Projeto aprovado pelo Congresso veda produção e venda de alimentos obtidos por alimentação forçada de animais
A decisão sobre a proibição do foie gras no Brasil está nas mãos do presidente Luiz Inácio Lula da Silva.
O Projeto de Lei 90/2020, que veda a produção e a comercialização de alimentos obtidos por alimentação forçada de animais, foi encaminhado ao Palácio do Planalto para sanção presidencial.
O texto inclui o foie gras, produto feito a partir do fígado de patos e gansos submetidos à alimentação forçada. Caso seja sancionada, a proposta estabelecerá uma proibição nacional sobre a produção e a venda da iguaria.
Proibição do foie gras no Brasil chega ao Planalto
O PL 90/2020 foi apresentado em 2020 pelo senador Eduardo Girão e tramitou por seis anos no Congresso Nacional.
A proposta foi aprovada pelo Senado e, posteriormente, analisada pela Câmara dos Deputados. Como o texto passou pelas comissões sem alterações, seguiu para a etapa de sanção presidencial.
Durante a tramitação, organizações de proteção animal defenderam a medida com base no argumento de combate a práticas consideradas cruéis na produção de alimentos.
Segundo as entidades, o projeto recebeu apoio de centenas de organizações da sociedade civil e mais de 288 mil assinaturas favoráveis à proibição.

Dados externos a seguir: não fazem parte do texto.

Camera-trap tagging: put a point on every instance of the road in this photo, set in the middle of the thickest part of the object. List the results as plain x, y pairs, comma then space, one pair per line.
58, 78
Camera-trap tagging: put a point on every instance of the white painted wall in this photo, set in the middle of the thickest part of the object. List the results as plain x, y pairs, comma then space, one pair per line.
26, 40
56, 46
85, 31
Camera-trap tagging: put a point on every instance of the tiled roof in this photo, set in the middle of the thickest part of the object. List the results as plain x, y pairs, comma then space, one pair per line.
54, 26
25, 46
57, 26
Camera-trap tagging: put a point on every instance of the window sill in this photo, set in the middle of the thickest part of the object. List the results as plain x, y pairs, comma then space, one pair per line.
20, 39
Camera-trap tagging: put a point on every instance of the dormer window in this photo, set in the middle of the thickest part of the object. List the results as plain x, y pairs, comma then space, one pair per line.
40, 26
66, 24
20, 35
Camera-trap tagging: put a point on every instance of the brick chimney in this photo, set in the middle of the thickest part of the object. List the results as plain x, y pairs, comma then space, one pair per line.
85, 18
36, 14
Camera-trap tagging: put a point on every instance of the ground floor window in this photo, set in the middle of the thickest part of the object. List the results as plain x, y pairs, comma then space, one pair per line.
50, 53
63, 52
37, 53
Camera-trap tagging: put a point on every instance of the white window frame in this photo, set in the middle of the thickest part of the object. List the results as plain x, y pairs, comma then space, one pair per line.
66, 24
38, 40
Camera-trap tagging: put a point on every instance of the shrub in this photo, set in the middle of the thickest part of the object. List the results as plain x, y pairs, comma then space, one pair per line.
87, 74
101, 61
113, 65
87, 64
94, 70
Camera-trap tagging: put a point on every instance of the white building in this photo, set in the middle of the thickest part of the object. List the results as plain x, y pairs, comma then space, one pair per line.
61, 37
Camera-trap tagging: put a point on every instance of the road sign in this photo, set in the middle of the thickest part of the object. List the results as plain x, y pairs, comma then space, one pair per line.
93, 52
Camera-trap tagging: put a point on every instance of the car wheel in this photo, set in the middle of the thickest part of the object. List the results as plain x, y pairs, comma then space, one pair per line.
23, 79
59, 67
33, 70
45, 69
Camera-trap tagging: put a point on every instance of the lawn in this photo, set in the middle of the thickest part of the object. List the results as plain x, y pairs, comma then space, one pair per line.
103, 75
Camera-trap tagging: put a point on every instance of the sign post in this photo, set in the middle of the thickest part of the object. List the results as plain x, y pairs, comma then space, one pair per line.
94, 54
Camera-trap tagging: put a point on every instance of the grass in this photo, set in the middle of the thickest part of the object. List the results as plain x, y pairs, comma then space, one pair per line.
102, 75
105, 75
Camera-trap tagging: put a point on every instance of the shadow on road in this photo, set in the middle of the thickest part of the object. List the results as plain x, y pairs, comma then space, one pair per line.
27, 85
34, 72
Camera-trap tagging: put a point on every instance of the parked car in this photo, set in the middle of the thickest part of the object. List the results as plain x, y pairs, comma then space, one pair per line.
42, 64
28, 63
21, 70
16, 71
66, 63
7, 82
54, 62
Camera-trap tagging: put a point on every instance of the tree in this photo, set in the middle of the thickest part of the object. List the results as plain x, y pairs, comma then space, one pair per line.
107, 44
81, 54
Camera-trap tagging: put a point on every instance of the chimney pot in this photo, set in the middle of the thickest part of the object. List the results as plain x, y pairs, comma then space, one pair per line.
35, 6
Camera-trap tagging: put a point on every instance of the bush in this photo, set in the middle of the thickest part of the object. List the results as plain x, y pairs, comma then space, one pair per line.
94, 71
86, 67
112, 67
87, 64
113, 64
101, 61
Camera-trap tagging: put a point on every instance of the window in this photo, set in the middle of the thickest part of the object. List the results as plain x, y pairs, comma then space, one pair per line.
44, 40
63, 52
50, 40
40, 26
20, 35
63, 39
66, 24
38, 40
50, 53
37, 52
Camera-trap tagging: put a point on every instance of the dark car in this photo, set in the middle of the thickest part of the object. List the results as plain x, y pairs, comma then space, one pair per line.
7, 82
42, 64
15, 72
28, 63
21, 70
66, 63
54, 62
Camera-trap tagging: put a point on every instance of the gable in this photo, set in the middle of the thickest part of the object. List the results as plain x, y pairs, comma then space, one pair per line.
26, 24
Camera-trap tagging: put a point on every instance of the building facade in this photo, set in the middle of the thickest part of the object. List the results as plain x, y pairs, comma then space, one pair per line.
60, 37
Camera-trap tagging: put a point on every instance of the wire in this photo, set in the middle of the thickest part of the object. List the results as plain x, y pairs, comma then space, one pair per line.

Entidades pedem sanção sem vetos
Com o texto no Palácio do Planalto, organizações de proteção animal passaram a pedir que o presidente sancione integralmente a proposta.
A Associação Nacional de Advogados Animalistas (ANAA) afirma que a Constituição Federal veda práticas cruéis contra animais e que o Congresso já concluiu a análise legislativa do tema.
“O Congresso Nacional já cumpriu seu papel e aprovou o projeto após um amplo debate legislativo. Agora esperamos que o presidente Lula sancione a lei”, afirmou Giseli Cheim, presidente da ANAA.
Marina Lemes, gerente de projetos da Animal Equality, também defendeu a sanção sem vetos.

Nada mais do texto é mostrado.